Chateaubriand (François René, vicomte de)

Écrivain français (Saint-Malo 1768 - Paris 1848).

Dixième enfant d'un hobereau breton, il passe, au château de Combourg, une enfance et une adolescence marquées par sa condition de cadet. Sous-lieutenant au régiment de Navarre, il assiste au début de la Révolution, puis part pour l'Amérique (1791). De retour en France (1792), il s'engage dans l'armée des princes, est blessé au siège de Thionville, puis émigre en Angleterre, où, dans la misère, il travaille aux manuscrits rapportés d'Amérique. Converti, sous le choc de la mort de sa mère et de sa sœur, il commence une apologie de la religion chrétienne et rentre en France en 1800. Abandonnant un roman commencé en Amérique, les Natchez, il n'en retient que deux épisodes, Atala, publié d'abord séparément, et René, qui décrit le « mal du siècle », ce « vague des passions » ressenti par toute une génération et lié à l'effondrement de l'ordre social et religieux ; cette œuvre sera insérée dans le Génie du christianisme (1802), dont le succès est immédiat. Nommé par Bonaparte secrétaire d'ambassade à Rome, puis ministre dans le Valais, Chateaubriand démissionne à la suite de l'exécution du duc d'Enghien (1804) et se consacre à la fois à la littérature et à une opposition résolue au régime. Se proposant de compléter le Génie par une grande épopée en prose, les Martyrs, qui paraîtra en 1809, Chateaubriand entreprend un voyage en Orient et publie, en 1811, année de son élection à l'Académie, l'Itinéraire de Paris à Jérusalem. Ayant contribué au retour des Bourbons, il est nommé ministre des Affaires étrangères sous Villèle en 1822. Chassé du pouvoir en 1824, il devient un des chefs de l'opposition. Ses campagnes dans le Journal des débats font de lui une idole de la jeunesse libérale. Ambassadeur de Charles X à Rome (1828), il démissionne à la formation du ministère Blignac ultraroyaliste (1829). Refusant de se rallier à Louis-Philippe en 1830, il parcourt l'Europe, revient en France terminer ses Mémoires d'outre-tombe et meurt au lendemain des journées de 1848, après avoir publié, en 1844, la Vie de Rancé. Déçu par la Restauration et la « morale des intérêts » de la France bourgeoise, Chateaubriand, fournissant à la mélancolie romantique un de ses modèles les plus envoûtants, s'est réfugié dans une œuvre reposant sur une dynamique du souvenir, où se fondent, dans le somptueux mouvement d'une prose poétique, l'histoire individuelle et l'histoire collective.

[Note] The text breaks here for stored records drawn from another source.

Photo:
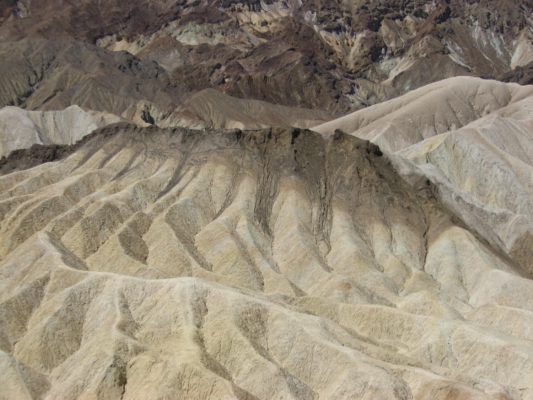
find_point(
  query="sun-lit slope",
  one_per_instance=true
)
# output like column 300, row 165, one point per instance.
column 122, row 264
column 490, row 162
column 473, row 139
column 213, row 109
column 20, row 129
column 433, row 109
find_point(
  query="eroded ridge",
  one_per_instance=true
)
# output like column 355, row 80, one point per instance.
column 152, row 263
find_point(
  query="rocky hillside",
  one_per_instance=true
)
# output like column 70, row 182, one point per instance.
column 331, row 55
column 149, row 263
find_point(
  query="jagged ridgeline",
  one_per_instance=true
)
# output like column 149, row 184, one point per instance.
column 146, row 263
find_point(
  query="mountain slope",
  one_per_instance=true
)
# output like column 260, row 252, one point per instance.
column 329, row 275
column 20, row 129
column 473, row 139
column 330, row 55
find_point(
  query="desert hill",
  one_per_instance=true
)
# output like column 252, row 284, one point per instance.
column 329, row 274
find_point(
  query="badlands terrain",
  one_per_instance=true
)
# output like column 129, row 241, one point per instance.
column 266, row 200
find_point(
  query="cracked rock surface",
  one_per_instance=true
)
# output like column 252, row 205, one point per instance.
column 156, row 263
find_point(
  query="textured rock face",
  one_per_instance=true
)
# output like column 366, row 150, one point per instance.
column 149, row 263
column 473, row 139
column 170, row 229
column 21, row 129
column 331, row 55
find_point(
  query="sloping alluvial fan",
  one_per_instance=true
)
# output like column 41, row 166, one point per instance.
column 171, row 263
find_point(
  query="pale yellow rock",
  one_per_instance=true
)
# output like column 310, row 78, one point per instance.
column 153, row 264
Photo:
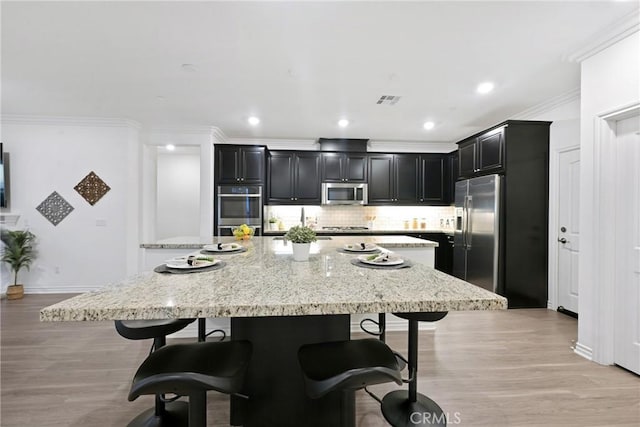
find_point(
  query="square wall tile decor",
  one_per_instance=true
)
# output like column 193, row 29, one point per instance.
column 55, row 208
column 92, row 188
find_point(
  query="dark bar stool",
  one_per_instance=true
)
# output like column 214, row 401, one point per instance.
column 161, row 415
column 346, row 366
column 399, row 407
column 192, row 370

Mémoires d'outre-tombe. Le projet date de 1803 et la rédaction de 1809. Jusqu'à la fin de sa vie, Chateaubriand ne cessa de remanier le manuscrit. En 1836, il le vendit à une société, à condition qu'il ne parût pas de son vivant. La publication en fut d'abord faite, sous forme de feuilleton, dans la Presse (1848-1850). Superposant perpétuellement les êtres, les paysages et les souvenirs, Chateaubriand a moins écrit le récit de sa vie que composé le grand poème lyrique de la fin d'un monde qui, à travers la célébration de la mer, de l'amour et des ruines, est une variation sur le thème de la mort.